Yining Shi,Jiusi Li,Kun Jiang,Ke Wang,Yunlong Wang,Mengmeng Yang,Diange Yang
2024-06-11
Abstract:Vision-centric occupancy networks, which represent the surrounding environment with uniform voxels with semantics, have become a new trend for safe driving of camera-only autonomous driving perception systems, as they are able to detect obstacles regardless of their shape and occlusion. Modern occupancy networks mainly focus on reconstructing visible voxels from object surfaces with voxel-wise semantic prediction. Usually, they suffer from inconsistent predictions of one object and mixed predictions for adjacent objects. These confusions may harm the safety of downstream planning modules. To this end, we investigate panoptic segmentation on 3D voxel scenarios and propose an instance-aware occupancy network, PanoSSC. We predict foreground objects and backgrounds separately and merge both in post-processing.
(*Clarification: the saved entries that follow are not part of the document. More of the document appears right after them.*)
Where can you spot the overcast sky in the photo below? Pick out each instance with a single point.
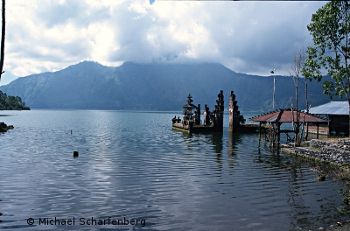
(249, 37)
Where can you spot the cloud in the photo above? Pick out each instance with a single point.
(249, 37)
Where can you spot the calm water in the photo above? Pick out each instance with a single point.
(133, 166)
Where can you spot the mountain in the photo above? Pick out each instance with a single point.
(89, 85)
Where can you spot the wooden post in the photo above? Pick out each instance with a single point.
(259, 131)
(230, 106)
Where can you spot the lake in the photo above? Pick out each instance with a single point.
(135, 173)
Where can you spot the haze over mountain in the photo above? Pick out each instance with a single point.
(157, 86)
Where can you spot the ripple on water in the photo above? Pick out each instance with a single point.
(133, 165)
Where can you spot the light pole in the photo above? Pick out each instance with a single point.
(274, 89)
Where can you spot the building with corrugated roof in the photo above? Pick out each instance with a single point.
(337, 112)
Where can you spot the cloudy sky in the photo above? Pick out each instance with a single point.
(249, 36)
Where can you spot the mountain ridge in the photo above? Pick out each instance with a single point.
(156, 86)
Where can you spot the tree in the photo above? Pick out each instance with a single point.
(299, 60)
(2, 40)
(330, 28)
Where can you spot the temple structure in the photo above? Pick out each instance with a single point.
(191, 121)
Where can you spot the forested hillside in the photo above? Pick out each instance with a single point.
(89, 85)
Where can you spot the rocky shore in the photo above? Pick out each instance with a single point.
(334, 151)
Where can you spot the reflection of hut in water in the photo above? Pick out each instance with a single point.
(191, 121)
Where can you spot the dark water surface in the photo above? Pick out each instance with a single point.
(133, 166)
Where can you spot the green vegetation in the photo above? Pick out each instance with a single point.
(11, 102)
(330, 29)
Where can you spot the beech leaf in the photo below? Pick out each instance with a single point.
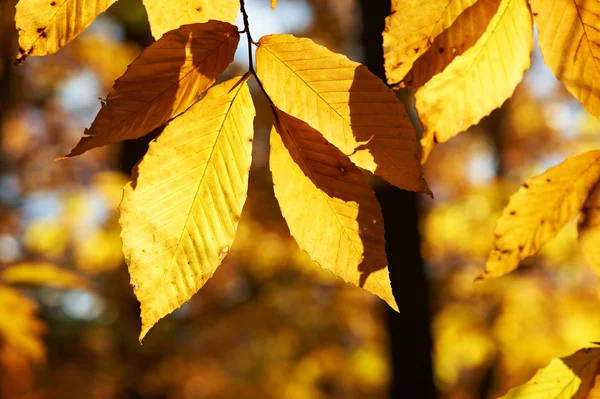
(168, 15)
(45, 274)
(411, 29)
(346, 103)
(589, 229)
(47, 25)
(180, 213)
(162, 82)
(329, 206)
(454, 41)
(569, 38)
(480, 80)
(539, 210)
(571, 377)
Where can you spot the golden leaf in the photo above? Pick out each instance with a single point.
(480, 80)
(541, 207)
(589, 229)
(454, 41)
(565, 378)
(45, 274)
(20, 329)
(46, 25)
(329, 206)
(569, 37)
(162, 82)
(168, 15)
(341, 99)
(180, 213)
(411, 29)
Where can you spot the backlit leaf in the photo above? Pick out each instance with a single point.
(180, 213)
(162, 82)
(480, 80)
(329, 206)
(454, 41)
(570, 377)
(412, 28)
(569, 37)
(346, 103)
(20, 329)
(45, 274)
(46, 25)
(168, 15)
(541, 207)
(589, 229)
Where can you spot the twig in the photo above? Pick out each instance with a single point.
(250, 43)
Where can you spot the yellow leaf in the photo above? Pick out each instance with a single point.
(45, 274)
(411, 29)
(454, 41)
(46, 25)
(180, 213)
(480, 80)
(329, 206)
(19, 327)
(569, 37)
(541, 207)
(589, 229)
(565, 378)
(162, 82)
(168, 15)
(347, 104)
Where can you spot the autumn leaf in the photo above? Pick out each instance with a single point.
(454, 41)
(346, 103)
(20, 329)
(168, 15)
(589, 229)
(569, 38)
(329, 206)
(411, 29)
(541, 207)
(45, 274)
(46, 25)
(180, 213)
(564, 378)
(162, 82)
(480, 80)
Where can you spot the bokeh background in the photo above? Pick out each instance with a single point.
(270, 324)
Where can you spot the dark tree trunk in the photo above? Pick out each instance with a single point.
(410, 338)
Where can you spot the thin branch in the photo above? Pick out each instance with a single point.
(250, 43)
(248, 35)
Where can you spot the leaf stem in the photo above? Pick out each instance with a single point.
(250, 43)
(248, 35)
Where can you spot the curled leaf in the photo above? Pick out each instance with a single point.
(329, 206)
(346, 103)
(162, 82)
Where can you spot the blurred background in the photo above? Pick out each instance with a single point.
(270, 324)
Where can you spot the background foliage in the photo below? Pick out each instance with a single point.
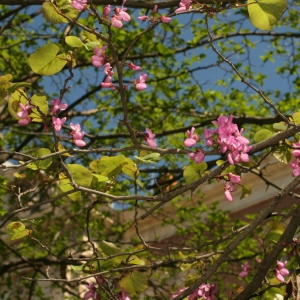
(61, 214)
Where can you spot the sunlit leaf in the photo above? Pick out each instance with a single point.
(246, 191)
(194, 172)
(134, 283)
(264, 14)
(262, 135)
(283, 153)
(81, 175)
(46, 61)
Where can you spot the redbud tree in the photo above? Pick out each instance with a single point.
(115, 114)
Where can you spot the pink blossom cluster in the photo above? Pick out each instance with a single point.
(24, 114)
(205, 291)
(76, 133)
(92, 291)
(57, 105)
(184, 5)
(79, 4)
(227, 138)
(99, 60)
(162, 18)
(281, 271)
(150, 138)
(230, 185)
(296, 164)
(119, 15)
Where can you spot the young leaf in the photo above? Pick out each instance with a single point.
(110, 166)
(40, 102)
(150, 158)
(81, 175)
(262, 135)
(283, 153)
(135, 283)
(246, 191)
(264, 14)
(74, 41)
(45, 60)
(194, 172)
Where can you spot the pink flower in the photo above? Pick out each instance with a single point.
(57, 123)
(246, 269)
(165, 19)
(184, 5)
(197, 156)
(98, 59)
(235, 179)
(143, 18)
(140, 83)
(24, 114)
(106, 11)
(77, 135)
(296, 152)
(79, 4)
(281, 271)
(108, 69)
(208, 134)
(120, 15)
(228, 189)
(150, 138)
(177, 294)
(295, 165)
(58, 106)
(192, 138)
(134, 67)
(107, 82)
(92, 292)
(206, 291)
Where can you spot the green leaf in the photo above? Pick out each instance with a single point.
(129, 168)
(135, 283)
(246, 191)
(100, 178)
(110, 166)
(45, 60)
(279, 126)
(65, 186)
(296, 118)
(262, 135)
(194, 172)
(134, 260)
(18, 85)
(42, 104)
(41, 164)
(283, 153)
(17, 230)
(78, 268)
(14, 101)
(4, 85)
(274, 233)
(264, 14)
(163, 50)
(91, 45)
(51, 15)
(74, 41)
(81, 175)
(150, 158)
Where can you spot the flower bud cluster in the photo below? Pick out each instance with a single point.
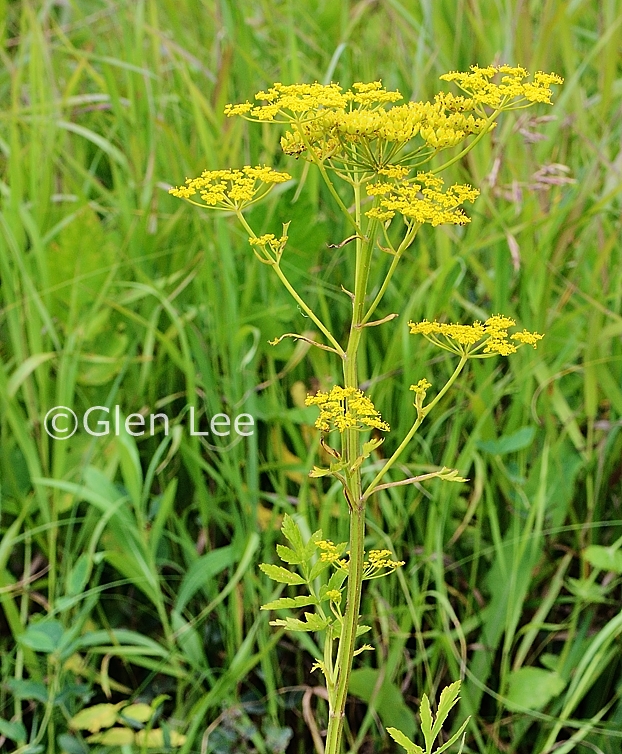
(477, 339)
(345, 408)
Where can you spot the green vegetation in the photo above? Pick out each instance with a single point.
(129, 565)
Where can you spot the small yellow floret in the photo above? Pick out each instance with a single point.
(474, 340)
(345, 408)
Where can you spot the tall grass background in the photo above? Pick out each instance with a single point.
(128, 566)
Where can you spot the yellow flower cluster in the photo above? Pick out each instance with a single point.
(345, 408)
(295, 101)
(331, 553)
(477, 340)
(513, 91)
(380, 564)
(423, 201)
(355, 129)
(230, 189)
(270, 240)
For foreground instance grouping, we propose a novel 3D instance mask decoder that can efficiently extract individual objects. we unify geometric reconstruction, 3D semantic segmentation, and 3D instance segmentation into PanoSSC framework and propose new metrics for evaluating panoptic voxels. Extensive experiments show that our method achieves competitive results on SemanticKITTI semantic scene completion benchmark.
Computer Vision and Pattern Recognition
What problem does this paper attempt to address?
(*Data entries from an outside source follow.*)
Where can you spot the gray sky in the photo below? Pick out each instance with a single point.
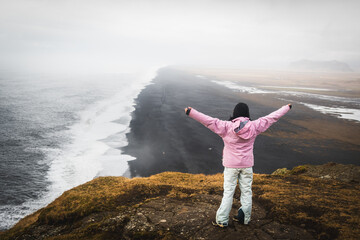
(113, 35)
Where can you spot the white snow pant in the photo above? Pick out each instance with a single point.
(231, 175)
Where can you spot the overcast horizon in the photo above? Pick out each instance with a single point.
(116, 36)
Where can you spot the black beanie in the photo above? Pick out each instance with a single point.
(240, 110)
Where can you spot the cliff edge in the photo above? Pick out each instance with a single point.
(171, 205)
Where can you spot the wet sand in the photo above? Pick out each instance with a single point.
(163, 138)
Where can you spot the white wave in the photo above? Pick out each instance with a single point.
(92, 151)
(344, 113)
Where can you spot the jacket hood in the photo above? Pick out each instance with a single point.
(243, 128)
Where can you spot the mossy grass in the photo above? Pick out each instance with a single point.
(329, 207)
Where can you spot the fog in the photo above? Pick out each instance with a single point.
(117, 35)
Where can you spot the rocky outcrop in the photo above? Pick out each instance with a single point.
(181, 206)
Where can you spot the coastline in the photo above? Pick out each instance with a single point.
(162, 138)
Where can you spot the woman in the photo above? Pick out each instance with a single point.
(239, 135)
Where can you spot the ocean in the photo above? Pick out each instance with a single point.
(57, 132)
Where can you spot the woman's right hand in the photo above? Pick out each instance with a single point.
(187, 110)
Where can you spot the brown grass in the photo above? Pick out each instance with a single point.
(330, 207)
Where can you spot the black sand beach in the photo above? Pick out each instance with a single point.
(163, 138)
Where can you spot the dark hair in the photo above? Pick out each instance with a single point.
(240, 110)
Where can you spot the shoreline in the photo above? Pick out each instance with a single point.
(163, 138)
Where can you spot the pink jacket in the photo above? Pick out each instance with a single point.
(238, 135)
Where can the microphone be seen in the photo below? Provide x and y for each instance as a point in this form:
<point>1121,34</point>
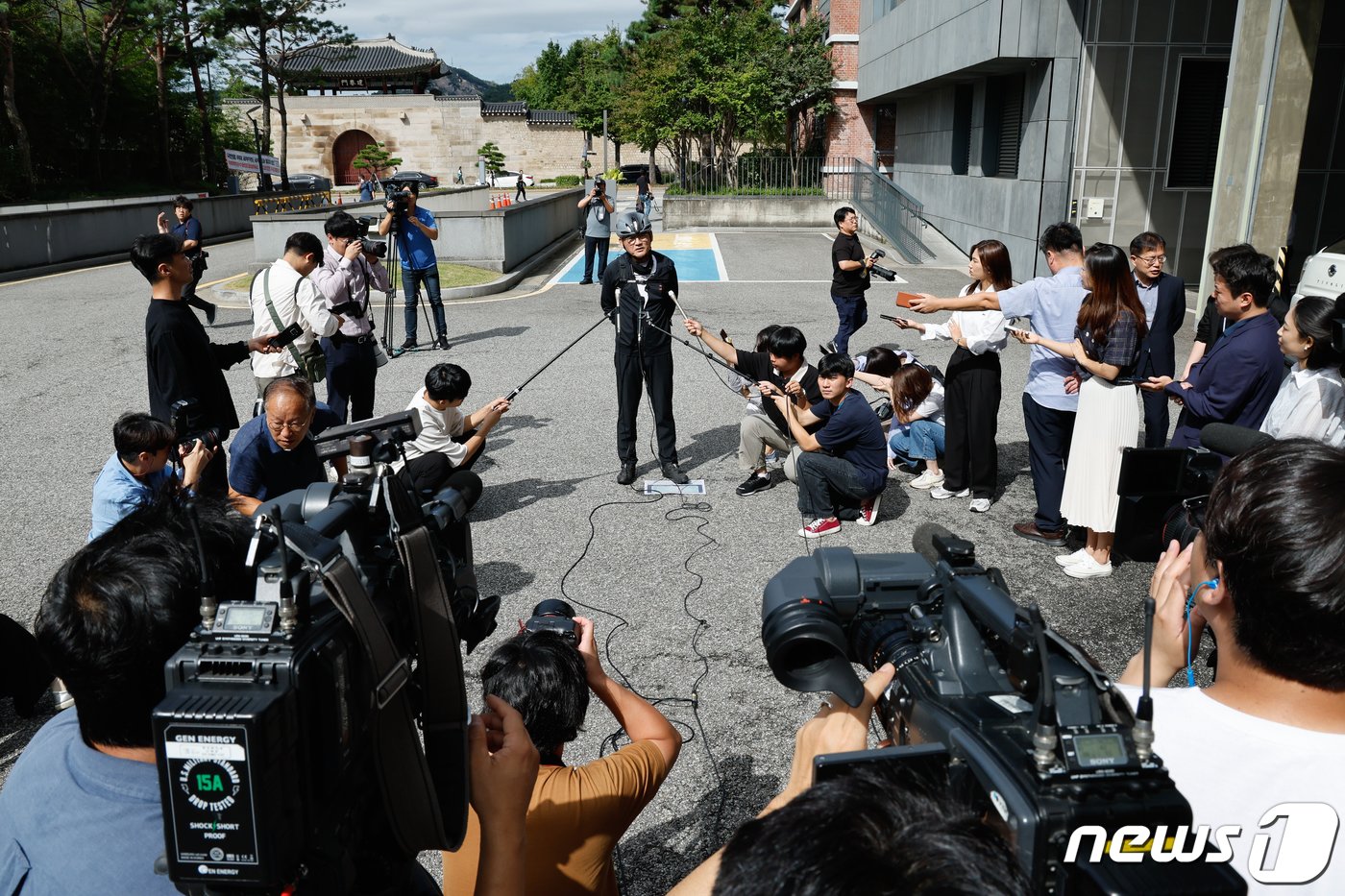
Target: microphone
<point>923,541</point>
<point>1228,440</point>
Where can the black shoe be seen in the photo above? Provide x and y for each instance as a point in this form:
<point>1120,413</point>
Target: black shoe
<point>755,483</point>
<point>674,473</point>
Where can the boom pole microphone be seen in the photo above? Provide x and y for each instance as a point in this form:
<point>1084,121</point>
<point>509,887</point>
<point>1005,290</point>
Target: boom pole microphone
<point>557,356</point>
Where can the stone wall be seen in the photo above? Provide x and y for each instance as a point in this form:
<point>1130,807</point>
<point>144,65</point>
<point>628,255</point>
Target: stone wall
<point>429,133</point>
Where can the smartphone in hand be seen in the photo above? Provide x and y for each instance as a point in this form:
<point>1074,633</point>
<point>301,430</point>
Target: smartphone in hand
<point>286,335</point>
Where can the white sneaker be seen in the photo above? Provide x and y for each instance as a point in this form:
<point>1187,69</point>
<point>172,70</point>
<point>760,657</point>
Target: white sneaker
<point>928,479</point>
<point>1088,568</point>
<point>1069,560</point>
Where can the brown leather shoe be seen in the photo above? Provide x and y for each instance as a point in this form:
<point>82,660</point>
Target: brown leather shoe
<point>1031,532</point>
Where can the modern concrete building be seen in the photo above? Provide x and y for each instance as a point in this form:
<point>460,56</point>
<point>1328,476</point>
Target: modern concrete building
<point>1210,121</point>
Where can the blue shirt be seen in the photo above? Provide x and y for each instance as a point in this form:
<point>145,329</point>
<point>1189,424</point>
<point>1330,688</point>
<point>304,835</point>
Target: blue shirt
<point>1053,305</point>
<point>116,493</point>
<point>261,469</point>
<point>77,821</point>
<point>853,433</point>
<point>416,249</point>
<point>188,229</point>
### What problems does this paper attempt to solve? This paper aims to solve the problem of panoptic 3D scene reconstruction based on monocular images, especially in the context of autonomous driving. Specifically, the authors propose a new method, PanoSSC (Panoptic Semantic Scene Completion), for predicting 3D voxel - level occupancy, semantics, and instance IDs from monocular RGB images. The following are the main problems of this research: 1. **Limitations of existing methods**: - Existing semantic occupancy networks mainly focus on reconstructing visible voxels from object surfaces and performing voxel - level semantic prediction. However, these methods have difficulties in dealing with occluded, deformed, or semantically ambiguous obstacles. - Current methods have less exploration in instance extraction, resulting in inconsistent semantic predictions for the same object and confusion between adjacent objects. These problems may affect the safety of downstream planning modules. 2. **Proposed new task**: - The paper proposes a new task - panoptic 3D scene reconstruction, aiming to predict the occupancy state, semantic label, and instance ID of each voxel to provide a more comprehensive environmental representation. 3. **Technical challenges**: - How to efficiently extract 3D information from monocular images and perform semantic and instance segmentation. - How to design a framework that can perform geometric reconstruction, 3D semantic segmentation, and 3D instance segmentation simultaneously and promote each other among different tasks. 4. **Application scenarios**: - This method is especially suitable for autonomous driving systems because it can improve the accuracy of understanding the surrounding environment, thereby ensuring the safety and reliability of driving. By proposing the PanoSSC framework, the authors hope to achieve more detailed and accurate 3D scene understanding in the field of autonomous driving, especially in dealing with complex and diverse outdoor environments.